The Defendant asserted two affirmative defenses: (1) that Dr. Fleischer’s peer review report was reasonable proof of a defense and (2) that the Plaintiff’s treatment was unlawful for failure to have a required license. The affidavits of Rosina Kizer were sufficient to shift the burden of going forward to Defendant on the license defense and the Defendant proffered nothing. The license defense fails. Landers v. Milton, id. A review of Dr. Fleischer’s report demonstrates it is not a “valid report” as required by F.S. §627.736(7) as it fails to mention Dr. Rosenkranz’s examination or report (that was also silent as to the necessity of the subject MRI).
The Defendant principally relies on United Automobile Ins. Co. v. Rodriguez, 808 So.2d 82 (Fla. 2001) that addressed the right of an insurer to defend where it failed to obtain a required medical report before withdrawing treatment authorization applying the former version of subsection (7), Fla. Stat. §627.736. The Supreme Court ruled that failure to obtain a medical report within the requisite 30 days provided in subsection (4)(b) merely rendered the claim overdue, but did not preclude defense by the insurer. Defendant asserts that the report it obtained after the 30 days had elapsed is its basis to contest necessity.
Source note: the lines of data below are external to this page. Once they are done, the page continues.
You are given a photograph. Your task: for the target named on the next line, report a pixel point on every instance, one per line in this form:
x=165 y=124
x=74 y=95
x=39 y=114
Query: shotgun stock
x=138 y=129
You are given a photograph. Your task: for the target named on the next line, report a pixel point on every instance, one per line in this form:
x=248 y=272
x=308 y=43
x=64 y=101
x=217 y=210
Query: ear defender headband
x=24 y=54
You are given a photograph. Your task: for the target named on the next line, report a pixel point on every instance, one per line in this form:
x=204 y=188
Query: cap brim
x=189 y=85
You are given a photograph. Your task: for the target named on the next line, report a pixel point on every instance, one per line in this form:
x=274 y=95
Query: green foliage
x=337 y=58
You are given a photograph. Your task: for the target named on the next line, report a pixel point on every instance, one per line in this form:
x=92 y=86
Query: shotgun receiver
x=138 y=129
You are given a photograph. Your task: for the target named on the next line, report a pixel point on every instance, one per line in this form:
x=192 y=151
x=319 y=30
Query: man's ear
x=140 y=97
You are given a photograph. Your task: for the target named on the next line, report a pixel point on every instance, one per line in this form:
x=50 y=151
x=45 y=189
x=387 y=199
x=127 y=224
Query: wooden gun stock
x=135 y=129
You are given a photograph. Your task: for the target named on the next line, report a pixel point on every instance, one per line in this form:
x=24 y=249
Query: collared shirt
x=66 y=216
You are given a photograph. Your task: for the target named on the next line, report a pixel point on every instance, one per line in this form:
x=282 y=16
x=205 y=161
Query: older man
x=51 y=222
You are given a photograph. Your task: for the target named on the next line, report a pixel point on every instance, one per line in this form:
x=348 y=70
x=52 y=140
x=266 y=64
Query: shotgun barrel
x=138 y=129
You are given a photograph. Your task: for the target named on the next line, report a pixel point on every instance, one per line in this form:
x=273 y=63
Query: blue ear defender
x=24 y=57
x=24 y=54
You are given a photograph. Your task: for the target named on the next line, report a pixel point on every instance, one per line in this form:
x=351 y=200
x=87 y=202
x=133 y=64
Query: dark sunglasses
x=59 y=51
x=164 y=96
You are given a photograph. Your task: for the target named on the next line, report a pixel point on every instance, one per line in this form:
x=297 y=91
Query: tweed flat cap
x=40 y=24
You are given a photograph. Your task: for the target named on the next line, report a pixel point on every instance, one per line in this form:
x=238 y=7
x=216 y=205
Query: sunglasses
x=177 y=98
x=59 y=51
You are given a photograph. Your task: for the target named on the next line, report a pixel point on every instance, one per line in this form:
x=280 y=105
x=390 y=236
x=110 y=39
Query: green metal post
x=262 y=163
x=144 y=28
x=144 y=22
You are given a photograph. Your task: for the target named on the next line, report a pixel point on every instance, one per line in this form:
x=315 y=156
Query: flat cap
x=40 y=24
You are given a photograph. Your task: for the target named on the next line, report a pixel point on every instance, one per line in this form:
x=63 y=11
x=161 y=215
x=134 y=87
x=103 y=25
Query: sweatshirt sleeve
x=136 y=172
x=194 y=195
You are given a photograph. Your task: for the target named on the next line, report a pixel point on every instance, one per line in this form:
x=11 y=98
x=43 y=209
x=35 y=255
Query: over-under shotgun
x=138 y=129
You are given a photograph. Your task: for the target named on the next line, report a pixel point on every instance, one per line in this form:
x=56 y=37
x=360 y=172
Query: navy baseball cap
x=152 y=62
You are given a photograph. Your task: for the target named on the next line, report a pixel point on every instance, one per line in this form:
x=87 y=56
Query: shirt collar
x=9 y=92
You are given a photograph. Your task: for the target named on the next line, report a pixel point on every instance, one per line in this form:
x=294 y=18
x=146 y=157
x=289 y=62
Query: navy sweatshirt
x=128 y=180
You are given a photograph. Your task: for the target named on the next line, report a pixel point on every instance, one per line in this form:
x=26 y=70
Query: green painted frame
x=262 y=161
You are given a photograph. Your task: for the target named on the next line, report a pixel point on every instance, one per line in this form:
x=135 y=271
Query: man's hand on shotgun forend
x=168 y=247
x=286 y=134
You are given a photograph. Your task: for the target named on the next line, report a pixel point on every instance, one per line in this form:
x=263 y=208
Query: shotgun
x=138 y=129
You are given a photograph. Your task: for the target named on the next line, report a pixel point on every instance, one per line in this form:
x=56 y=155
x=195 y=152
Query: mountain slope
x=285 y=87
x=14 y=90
In 2001 the Florida legislature addressed the use of peer review reports by insurers by requiring that the report be “valid”:
A valid report is one that is prepared and signed by the physician examining the injured person or reviewing the treatment records of the injured person and is factually supported by the examination and treatment records if reviewed and that has not been modified by anyone other than the physician.1
Dr. Fleischer’s report is not a “valid report” within the meaning of F.S. §627.736(7). Since Dr. Fleischer did not examine the subject patient and there is no support for his report found in Dr. Rosenkranz’s report or examination, the Defendant has failed to submit a scintilla of admissible evidence as Dr. Fleischer’s records review fails to meet the validity required under the law as amended. Legislative intent, as always, is the polestar that guides a court’s inquiry under the Florida No-Fault Law. Rodriguez at 85. The plain meaning of the 2001 change to subsection evinces legislative intent to end the practice of using peer review physicians to opine merely on the review of records requiring that such conclusions be supported by physical examination of the patient. It is undisputed that Dr. Rosenkranz’s examination and report lends no support to the report or possible testimony of Dr. Fleischer (as there is nothing in Rosenkranz’s report or Fleischer’s report or affidavit to show any such support). Hence, the Defendant has failed to carry its burden and Plaintiff is entitled to summary judgment. Landers v. Milton, 370 So.2d 368 (Fla. 1979).
Accordingly, summary final judgment is granted to the Plaintiff in the principal sum of $986.38 plus interest from November 19, 2002 to the date hereof. Interest is calculated for the balance of 2002 at 9% per annum, for 2003 at 6% per annum and thereafter at 7% per annum, making a total of $153.59 for interest to the date of this judgment, making a total sum of $1,139.97, for which let execution issue. Plaintiff is also awarded entitlement to reasonable attorneys fees and costs and jurisdiction is reserved to determine it.